On the third day of Destiny 2,
My true love gave to me:
Three visits made!
He knew.
Those words were thought with more vitriol and sorrow than could be expressed out loud.
He knew.
To say Cayde was angry would be an understatement. The understatement of the century.
He knew.
He screamed and sent his fist into a tree. The equivalent of an i-beam hitting the wood at terminal velocity, that was how much damage he did; how much damage an Exo was capable of doing. He'd done the same thing to Zavala not half an hour ago. Why?
Because he'd known.
"I tried." the Hunter Vanguard whispered.
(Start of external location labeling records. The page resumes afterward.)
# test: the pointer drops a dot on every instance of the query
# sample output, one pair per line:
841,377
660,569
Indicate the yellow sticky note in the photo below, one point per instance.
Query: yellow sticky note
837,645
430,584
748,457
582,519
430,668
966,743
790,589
He looked at his feet so he wouldn't have to look that name in the face. "I looked for so long, I tried to find him, I tried to."
Zavala wasn't a Hunter. He didn't understand-would never understand-what it meant to loose a knife-brother. What it meant to take up that painful cloak-oath, the fulfillment of which broke you just as much as the loss. What it meant to carry a red stripe on your armor. His was located on the back, beneath his cloak, alone the spine.
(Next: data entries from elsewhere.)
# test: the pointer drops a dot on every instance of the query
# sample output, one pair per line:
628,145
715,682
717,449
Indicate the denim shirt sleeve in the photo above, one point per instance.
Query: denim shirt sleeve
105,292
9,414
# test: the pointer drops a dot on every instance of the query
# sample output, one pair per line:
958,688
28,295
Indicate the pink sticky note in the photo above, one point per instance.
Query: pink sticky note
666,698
Because that was where the blade had gone through. That was what he'd witness the day of the Vanguard Dare, the day his knife-brother died. The scene was ingrained in his memory like the name carved into his arm with a number tagged to it. That was how Andal Brask died; shock blade through the spine, into the chest cavity, collapsing his lungs and bleeding him out while his Ghost lay crushed on the ground nearby. That was what Taniks did to him. That was why the Fallen merc had to die... by Cayde's knife. By Cayde's gun. By Cayde's Light, by every weapon he possessed.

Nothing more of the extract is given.